Portulacaria afra, also known as elephant brush but probably best known to South Africans as Spek Boom is a truly amazing plant. I’m sure many of you have it growing in your garden at home, and if you do, you will know that it is also edible. Elephants love this stuff, but when I was in the Baviaanskloof I discovered that it had even more amazing properties. Piet Kruger, a farmer at Zandvlakte who has been very good to us in our visits to the valley, has planted over 3 million Spek Bome over the course of 3 years and it’s not for the elephants because, unfortunately there are none left in the Baviaanskloof. The reason that he did this was to feed a far more ubiquitous creature…the earth.

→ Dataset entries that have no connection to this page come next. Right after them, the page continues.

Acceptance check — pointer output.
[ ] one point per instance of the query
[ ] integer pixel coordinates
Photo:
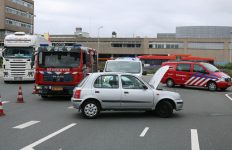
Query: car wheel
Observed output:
(212, 86)
(223, 89)
(44, 96)
(164, 109)
(170, 83)
(90, 109)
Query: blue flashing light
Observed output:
(43, 45)
(77, 45)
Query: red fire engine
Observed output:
(60, 69)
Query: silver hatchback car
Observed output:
(123, 91)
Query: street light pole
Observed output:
(98, 31)
(32, 20)
(230, 46)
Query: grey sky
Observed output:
(129, 18)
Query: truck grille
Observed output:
(18, 68)
(58, 78)
(228, 79)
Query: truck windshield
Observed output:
(18, 52)
(210, 67)
(123, 66)
(59, 59)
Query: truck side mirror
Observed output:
(144, 73)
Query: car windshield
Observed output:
(210, 67)
(123, 66)
(18, 52)
(83, 81)
(59, 59)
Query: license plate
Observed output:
(57, 88)
(18, 78)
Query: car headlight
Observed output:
(5, 73)
(222, 79)
(38, 87)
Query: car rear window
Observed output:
(83, 81)
(183, 67)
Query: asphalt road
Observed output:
(205, 123)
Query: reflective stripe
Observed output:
(199, 81)
(189, 80)
(194, 81)
(58, 73)
(203, 83)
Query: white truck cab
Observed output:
(18, 56)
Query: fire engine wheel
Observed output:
(44, 96)
(90, 109)
(170, 83)
(212, 86)
(164, 109)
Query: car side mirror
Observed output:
(144, 73)
(145, 87)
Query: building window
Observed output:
(209, 46)
(23, 3)
(18, 12)
(18, 23)
(125, 45)
(165, 45)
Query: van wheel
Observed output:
(90, 109)
(212, 86)
(223, 89)
(164, 109)
(170, 83)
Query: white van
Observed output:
(126, 65)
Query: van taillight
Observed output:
(77, 94)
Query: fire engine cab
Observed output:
(60, 69)
(198, 74)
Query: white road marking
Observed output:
(194, 140)
(194, 81)
(227, 95)
(71, 107)
(30, 147)
(27, 124)
(144, 132)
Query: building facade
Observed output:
(16, 15)
(202, 41)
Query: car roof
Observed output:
(177, 62)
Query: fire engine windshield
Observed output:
(18, 52)
(123, 66)
(210, 67)
(59, 59)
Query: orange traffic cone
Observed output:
(34, 90)
(1, 107)
(20, 95)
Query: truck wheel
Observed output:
(170, 83)
(90, 109)
(44, 96)
(212, 86)
(223, 89)
(164, 109)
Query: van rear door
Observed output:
(183, 73)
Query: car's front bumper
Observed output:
(76, 103)
(179, 104)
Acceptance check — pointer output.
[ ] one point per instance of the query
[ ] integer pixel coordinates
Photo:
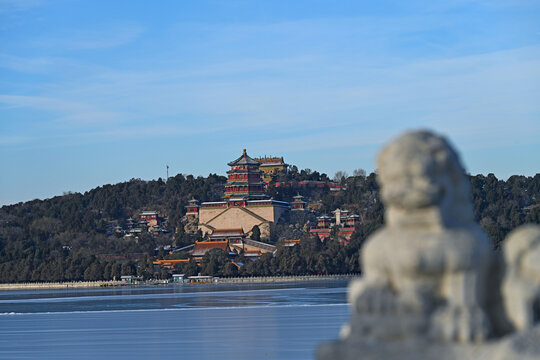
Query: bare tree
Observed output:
(359, 173)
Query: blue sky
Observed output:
(96, 92)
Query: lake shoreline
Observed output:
(216, 280)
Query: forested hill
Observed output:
(68, 237)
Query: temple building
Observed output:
(193, 207)
(271, 166)
(345, 223)
(245, 203)
(298, 203)
(244, 179)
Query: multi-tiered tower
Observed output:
(244, 181)
(245, 203)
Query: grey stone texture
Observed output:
(433, 287)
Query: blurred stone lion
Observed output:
(521, 285)
(430, 257)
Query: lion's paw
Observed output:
(459, 323)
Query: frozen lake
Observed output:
(244, 321)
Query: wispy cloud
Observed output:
(14, 140)
(100, 38)
(8, 6)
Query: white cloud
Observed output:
(99, 38)
(7, 6)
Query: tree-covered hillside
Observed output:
(69, 237)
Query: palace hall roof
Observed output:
(201, 247)
(245, 159)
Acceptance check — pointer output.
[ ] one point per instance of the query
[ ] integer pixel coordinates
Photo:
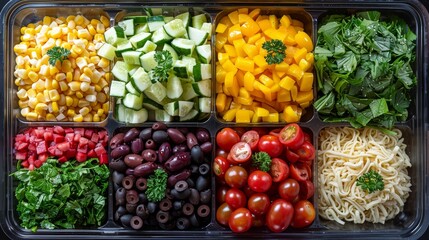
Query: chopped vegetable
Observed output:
(364, 69)
(67, 195)
(371, 181)
(262, 161)
(276, 51)
(157, 185)
(57, 54)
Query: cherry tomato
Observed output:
(235, 198)
(271, 145)
(240, 220)
(236, 176)
(300, 171)
(306, 152)
(241, 152)
(258, 203)
(279, 215)
(292, 136)
(226, 138)
(304, 214)
(220, 166)
(252, 138)
(289, 189)
(259, 181)
(306, 190)
(223, 213)
(279, 170)
(291, 156)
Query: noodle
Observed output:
(347, 153)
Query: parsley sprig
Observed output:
(276, 51)
(165, 63)
(57, 54)
(371, 181)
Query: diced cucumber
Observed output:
(161, 115)
(132, 57)
(128, 26)
(137, 19)
(180, 69)
(131, 89)
(198, 36)
(155, 22)
(185, 17)
(117, 89)
(141, 79)
(190, 116)
(114, 35)
(160, 36)
(151, 105)
(183, 46)
(123, 47)
(203, 88)
(175, 28)
(198, 20)
(120, 71)
(133, 101)
(188, 92)
(156, 92)
(147, 61)
(205, 104)
(204, 53)
(107, 51)
(173, 53)
(140, 39)
(174, 87)
(202, 72)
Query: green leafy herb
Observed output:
(371, 181)
(66, 195)
(57, 54)
(275, 51)
(364, 69)
(165, 63)
(157, 185)
(262, 161)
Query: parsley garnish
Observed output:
(276, 51)
(157, 185)
(262, 161)
(57, 54)
(371, 181)
(165, 63)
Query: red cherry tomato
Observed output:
(279, 215)
(241, 152)
(304, 214)
(223, 213)
(235, 198)
(220, 166)
(306, 152)
(271, 145)
(289, 189)
(300, 171)
(291, 136)
(306, 190)
(236, 176)
(279, 170)
(226, 138)
(252, 138)
(291, 156)
(240, 220)
(258, 203)
(259, 181)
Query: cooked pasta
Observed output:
(344, 155)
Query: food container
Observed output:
(17, 13)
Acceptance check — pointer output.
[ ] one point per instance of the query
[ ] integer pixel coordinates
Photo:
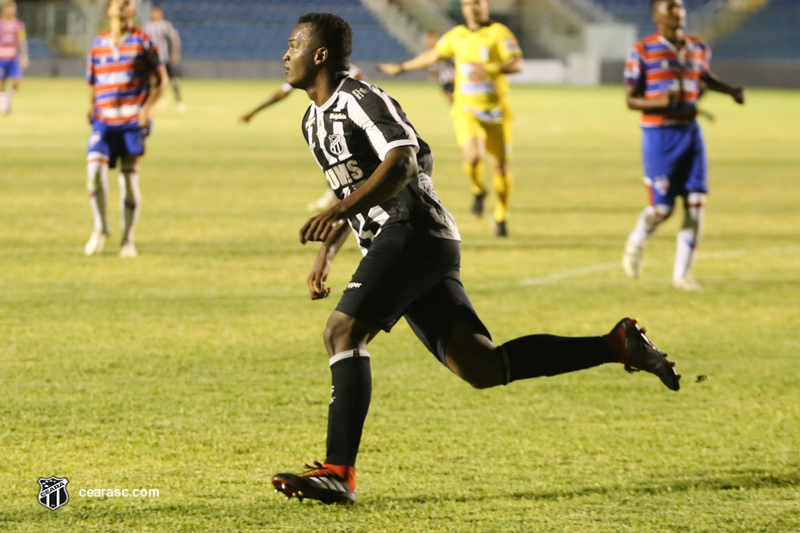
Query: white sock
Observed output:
(130, 201)
(648, 221)
(98, 192)
(689, 235)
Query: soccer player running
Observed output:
(125, 79)
(484, 52)
(13, 54)
(328, 198)
(663, 77)
(168, 41)
(380, 169)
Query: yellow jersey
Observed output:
(480, 87)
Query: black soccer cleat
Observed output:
(317, 483)
(636, 352)
(500, 229)
(477, 204)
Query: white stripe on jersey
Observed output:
(362, 120)
(393, 110)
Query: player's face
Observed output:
(670, 13)
(299, 60)
(124, 9)
(475, 11)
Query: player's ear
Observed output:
(321, 55)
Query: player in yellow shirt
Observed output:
(484, 52)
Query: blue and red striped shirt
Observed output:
(121, 75)
(656, 67)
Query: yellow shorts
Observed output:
(497, 135)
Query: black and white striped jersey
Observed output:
(350, 135)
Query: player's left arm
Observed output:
(511, 60)
(23, 49)
(161, 80)
(398, 168)
(713, 83)
(175, 43)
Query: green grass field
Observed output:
(198, 368)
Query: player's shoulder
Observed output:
(139, 34)
(100, 40)
(654, 39)
(697, 42)
(356, 88)
(498, 28)
(364, 95)
(459, 31)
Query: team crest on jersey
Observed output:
(53, 492)
(336, 143)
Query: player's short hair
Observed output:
(335, 34)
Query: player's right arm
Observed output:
(90, 112)
(90, 80)
(636, 84)
(324, 261)
(638, 102)
(24, 62)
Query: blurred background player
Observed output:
(663, 76)
(328, 198)
(484, 52)
(125, 78)
(13, 54)
(168, 41)
(443, 71)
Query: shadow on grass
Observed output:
(702, 481)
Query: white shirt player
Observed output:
(165, 37)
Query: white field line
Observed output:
(578, 272)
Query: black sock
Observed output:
(548, 355)
(350, 396)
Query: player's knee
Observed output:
(343, 332)
(477, 377)
(662, 212)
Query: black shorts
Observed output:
(173, 71)
(411, 275)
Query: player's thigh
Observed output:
(401, 265)
(498, 141)
(470, 134)
(132, 143)
(446, 322)
(697, 163)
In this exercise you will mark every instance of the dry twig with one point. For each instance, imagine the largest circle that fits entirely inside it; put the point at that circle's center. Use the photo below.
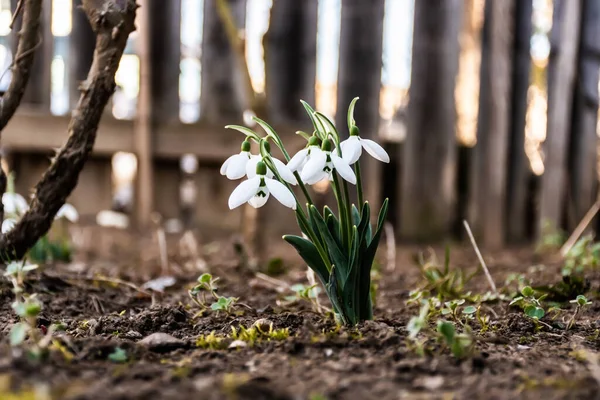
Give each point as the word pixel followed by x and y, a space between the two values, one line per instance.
pixel 480 257
pixel 112 21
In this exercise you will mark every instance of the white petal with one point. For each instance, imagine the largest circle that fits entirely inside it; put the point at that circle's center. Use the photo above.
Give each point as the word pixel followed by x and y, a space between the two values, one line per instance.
pixel 244 192
pixel 285 172
pixel 69 212
pixel 296 162
pixel 226 164
pixel 314 166
pixel 14 203
pixel 343 169
pixel 8 224
pixel 281 193
pixel 237 166
pixel 251 166
pixel 318 178
pixel 375 150
pixel 259 201
pixel 351 149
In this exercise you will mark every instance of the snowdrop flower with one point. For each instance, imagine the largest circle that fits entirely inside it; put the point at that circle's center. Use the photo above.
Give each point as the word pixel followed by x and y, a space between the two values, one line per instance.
pixel 235 166
pixel 256 191
pixel 14 203
pixel 8 224
pixel 300 159
pixel 352 148
pixel 321 164
pixel 68 212
pixel 283 170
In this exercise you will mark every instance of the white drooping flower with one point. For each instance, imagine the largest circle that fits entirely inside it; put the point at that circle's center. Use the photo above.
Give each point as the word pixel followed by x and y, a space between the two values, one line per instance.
pixel 257 190
pixel 282 169
pixel 8 224
pixel 14 203
pixel 235 166
pixel 322 163
pixel 300 159
pixel 352 148
pixel 68 212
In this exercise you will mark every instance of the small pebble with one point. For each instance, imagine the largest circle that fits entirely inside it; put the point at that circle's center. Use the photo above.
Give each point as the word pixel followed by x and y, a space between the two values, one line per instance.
pixel 161 342
pixel 238 344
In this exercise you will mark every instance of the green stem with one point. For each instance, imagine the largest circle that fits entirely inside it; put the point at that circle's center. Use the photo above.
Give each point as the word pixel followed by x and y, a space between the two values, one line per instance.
pixel 341 209
pixel 313 237
pixel 359 185
pixel 348 211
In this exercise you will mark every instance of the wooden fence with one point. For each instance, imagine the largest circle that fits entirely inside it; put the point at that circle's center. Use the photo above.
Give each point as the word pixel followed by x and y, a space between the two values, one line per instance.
pixel 432 181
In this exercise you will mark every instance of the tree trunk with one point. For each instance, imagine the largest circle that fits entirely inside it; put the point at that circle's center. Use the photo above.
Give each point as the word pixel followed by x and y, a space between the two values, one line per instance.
pixel 428 178
pixel 561 85
pixel 583 167
pixel 518 165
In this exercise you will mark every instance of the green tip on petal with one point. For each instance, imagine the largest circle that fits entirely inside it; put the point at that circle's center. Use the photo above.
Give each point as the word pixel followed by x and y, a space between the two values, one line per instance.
pixel 327 145
pixel 261 168
pixel 314 141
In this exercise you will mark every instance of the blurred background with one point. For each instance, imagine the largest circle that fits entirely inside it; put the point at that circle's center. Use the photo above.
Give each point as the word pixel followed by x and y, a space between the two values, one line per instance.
pixel 488 108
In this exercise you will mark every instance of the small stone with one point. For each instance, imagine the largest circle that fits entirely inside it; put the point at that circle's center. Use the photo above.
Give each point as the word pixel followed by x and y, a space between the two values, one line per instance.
pixel 429 383
pixel 238 344
pixel 161 342
pixel 132 335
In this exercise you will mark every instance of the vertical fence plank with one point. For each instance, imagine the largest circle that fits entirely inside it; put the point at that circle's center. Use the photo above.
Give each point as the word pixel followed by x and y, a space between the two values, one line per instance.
pixel 223 90
pixel 359 75
pixel 518 169
pixel 429 173
pixel 37 92
pixel 476 172
pixel 561 84
pixel 94 189
pixel 290 59
pixel 81 51
pixel 493 148
pixel 583 158
pixel 164 57
pixel 143 129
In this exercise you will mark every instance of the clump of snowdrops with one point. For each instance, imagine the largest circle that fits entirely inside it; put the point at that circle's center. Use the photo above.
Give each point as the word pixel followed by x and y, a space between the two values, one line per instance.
pixel 338 246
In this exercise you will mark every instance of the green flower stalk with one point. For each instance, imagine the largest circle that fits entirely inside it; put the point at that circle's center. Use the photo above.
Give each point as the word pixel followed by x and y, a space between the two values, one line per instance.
pixel 340 248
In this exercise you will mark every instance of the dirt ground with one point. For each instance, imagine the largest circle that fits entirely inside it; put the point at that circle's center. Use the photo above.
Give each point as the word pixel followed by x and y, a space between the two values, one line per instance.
pixel 103 308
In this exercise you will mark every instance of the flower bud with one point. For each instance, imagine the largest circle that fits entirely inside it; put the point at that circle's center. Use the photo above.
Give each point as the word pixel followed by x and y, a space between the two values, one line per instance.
pixel 327 145
pixel 261 168
pixel 246 145
pixel 314 141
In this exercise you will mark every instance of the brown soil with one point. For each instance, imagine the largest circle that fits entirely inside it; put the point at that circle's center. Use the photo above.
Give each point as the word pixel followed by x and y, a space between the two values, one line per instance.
pixel 317 361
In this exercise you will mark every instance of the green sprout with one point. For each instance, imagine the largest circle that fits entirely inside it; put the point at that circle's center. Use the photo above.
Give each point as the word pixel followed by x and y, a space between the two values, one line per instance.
pixel 446 283
pixel 460 344
pixel 28 308
pixel 531 305
pixel 580 302
pixel 206 283
pixel 118 356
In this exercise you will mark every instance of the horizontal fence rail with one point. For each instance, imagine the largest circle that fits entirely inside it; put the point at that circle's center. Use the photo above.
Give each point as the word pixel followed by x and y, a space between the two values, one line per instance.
pixel 469 58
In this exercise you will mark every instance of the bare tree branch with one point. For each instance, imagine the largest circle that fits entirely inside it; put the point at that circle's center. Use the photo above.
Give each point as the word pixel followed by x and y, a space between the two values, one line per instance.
pixel 21 66
pixel 112 21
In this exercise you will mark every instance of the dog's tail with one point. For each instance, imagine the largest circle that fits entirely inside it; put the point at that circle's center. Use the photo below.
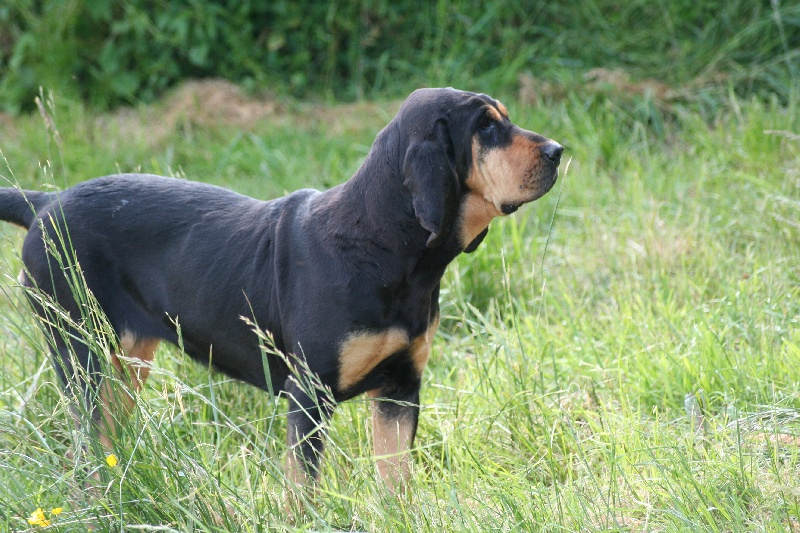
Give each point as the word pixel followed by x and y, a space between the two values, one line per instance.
pixel 20 207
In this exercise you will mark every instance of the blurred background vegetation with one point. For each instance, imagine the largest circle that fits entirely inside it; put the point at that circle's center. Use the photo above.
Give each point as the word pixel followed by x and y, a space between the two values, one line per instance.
pixel 114 52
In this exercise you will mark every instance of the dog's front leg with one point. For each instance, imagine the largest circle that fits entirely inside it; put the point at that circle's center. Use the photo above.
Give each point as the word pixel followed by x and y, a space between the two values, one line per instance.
pixel 310 409
pixel 395 414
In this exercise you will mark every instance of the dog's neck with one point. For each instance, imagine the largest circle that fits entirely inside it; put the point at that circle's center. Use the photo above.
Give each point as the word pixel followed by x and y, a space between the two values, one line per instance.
pixel 373 216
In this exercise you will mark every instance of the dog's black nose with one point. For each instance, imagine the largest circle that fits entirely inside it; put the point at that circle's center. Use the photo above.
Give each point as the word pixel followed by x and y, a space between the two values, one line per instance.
pixel 552 150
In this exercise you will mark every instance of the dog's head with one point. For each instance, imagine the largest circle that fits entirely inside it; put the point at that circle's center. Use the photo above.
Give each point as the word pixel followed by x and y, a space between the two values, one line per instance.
pixel 466 163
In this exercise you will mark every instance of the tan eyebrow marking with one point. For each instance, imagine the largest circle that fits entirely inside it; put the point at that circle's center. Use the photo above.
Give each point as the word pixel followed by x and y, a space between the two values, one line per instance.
pixel 494 114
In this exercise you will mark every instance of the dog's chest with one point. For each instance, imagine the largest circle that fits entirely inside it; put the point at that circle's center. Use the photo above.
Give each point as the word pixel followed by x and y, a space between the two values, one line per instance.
pixel 361 352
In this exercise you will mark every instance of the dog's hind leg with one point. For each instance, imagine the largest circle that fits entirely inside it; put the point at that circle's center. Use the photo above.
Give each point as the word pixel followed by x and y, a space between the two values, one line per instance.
pixel 116 399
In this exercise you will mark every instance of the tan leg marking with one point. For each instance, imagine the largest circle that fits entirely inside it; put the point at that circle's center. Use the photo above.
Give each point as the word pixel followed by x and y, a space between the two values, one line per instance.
pixel 391 439
pixel 362 352
pixel 421 346
pixel 115 404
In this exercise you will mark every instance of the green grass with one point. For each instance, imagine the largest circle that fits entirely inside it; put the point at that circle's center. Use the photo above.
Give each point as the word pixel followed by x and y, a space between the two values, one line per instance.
pixel 556 397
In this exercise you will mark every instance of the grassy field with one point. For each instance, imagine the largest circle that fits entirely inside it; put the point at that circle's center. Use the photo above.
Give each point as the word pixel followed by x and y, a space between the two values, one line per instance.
pixel 622 355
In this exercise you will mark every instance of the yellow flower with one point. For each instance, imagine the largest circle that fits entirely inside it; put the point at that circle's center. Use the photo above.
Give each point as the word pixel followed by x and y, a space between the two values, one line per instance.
pixel 37 518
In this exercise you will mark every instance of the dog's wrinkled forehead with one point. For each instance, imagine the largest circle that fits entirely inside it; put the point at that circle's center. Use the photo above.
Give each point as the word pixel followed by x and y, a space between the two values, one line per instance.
pixel 426 106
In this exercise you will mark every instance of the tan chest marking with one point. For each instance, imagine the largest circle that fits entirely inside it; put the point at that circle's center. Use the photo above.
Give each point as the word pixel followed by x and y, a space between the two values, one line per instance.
pixel 361 352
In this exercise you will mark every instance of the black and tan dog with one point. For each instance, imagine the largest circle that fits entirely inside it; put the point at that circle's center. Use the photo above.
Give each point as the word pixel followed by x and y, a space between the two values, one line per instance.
pixel 346 280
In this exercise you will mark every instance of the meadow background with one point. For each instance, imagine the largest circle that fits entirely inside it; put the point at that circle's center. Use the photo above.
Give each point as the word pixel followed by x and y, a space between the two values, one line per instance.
pixel 622 355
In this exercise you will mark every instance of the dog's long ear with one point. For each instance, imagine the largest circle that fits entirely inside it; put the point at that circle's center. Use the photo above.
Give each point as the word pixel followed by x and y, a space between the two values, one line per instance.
pixel 430 175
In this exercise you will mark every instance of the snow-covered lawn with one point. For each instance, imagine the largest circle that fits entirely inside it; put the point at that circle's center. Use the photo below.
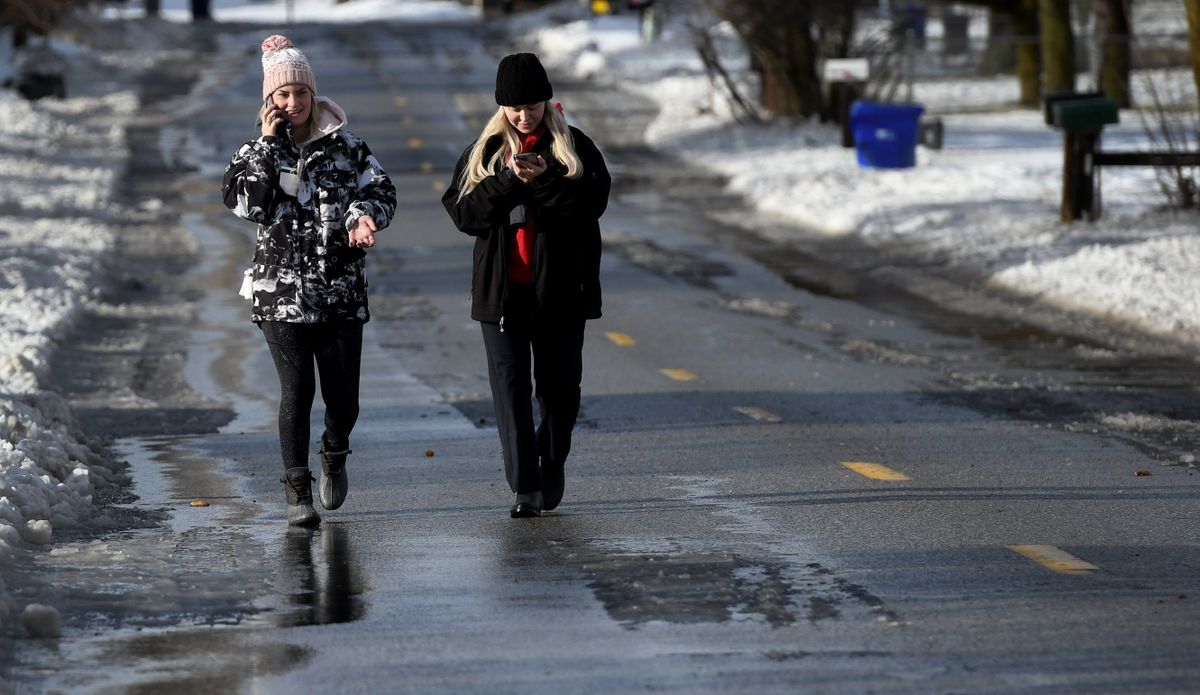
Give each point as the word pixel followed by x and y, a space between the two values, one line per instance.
pixel 988 201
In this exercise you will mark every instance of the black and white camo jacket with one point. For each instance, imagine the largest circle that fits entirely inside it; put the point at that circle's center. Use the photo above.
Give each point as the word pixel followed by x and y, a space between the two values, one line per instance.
pixel 305 270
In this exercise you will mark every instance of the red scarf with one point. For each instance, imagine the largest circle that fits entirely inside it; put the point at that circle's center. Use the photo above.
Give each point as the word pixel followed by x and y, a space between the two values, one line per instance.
pixel 521 247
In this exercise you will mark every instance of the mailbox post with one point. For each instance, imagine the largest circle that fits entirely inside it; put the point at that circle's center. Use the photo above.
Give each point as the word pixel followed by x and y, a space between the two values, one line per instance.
pixel 846 79
pixel 1081 117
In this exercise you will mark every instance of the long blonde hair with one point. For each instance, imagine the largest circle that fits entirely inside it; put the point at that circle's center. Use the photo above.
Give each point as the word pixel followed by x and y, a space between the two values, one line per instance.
pixel 563 148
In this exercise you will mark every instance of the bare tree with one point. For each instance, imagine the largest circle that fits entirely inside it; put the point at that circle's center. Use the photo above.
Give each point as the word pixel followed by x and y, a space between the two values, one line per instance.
pixel 1193 7
pixel 1113 29
pixel 1020 17
pixel 1057 46
pixel 28 17
pixel 786 40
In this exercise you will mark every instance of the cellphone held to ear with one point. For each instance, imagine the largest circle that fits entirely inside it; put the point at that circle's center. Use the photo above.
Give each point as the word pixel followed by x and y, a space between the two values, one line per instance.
pixel 285 127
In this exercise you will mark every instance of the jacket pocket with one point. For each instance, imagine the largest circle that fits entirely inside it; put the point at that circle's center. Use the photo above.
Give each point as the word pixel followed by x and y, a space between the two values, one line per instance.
pixel 274 246
pixel 343 256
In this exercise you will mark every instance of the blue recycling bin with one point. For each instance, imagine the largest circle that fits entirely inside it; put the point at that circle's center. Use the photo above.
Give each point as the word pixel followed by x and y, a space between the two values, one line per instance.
pixel 886 133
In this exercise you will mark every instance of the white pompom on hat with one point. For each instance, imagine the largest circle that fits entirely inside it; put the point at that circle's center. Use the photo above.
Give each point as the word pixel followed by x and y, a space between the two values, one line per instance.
pixel 283 64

Since we started farming in South Africa some 350 years ago, we have put tremendous pressure on the land and over the course of many generations it has become degraded and unable to regenerate effectively. What the Spek Boom does is absorb carbon in the form of carbon dioxide from the atmosphere and distribute it back into the earth whereby building healthy and fertile soil. All the animals wild animal love it as well and the tall eater like Kudu munch away at the top leaves, forcing the plant down and outwards to create a great form of land cover to regenerate the veldt. It’s really quite amazing and Piet has gone to enormous efforts to restore his land. Another interesting fact is that wherever the branch of a Spek Boom meets the ground, it re-roots itself! Isn’t nature amazing!?

He was telling me that it would take nature about 400 years to do what we can do in 40 in terms of regenerating the land, and it all starts with building healthy soil again.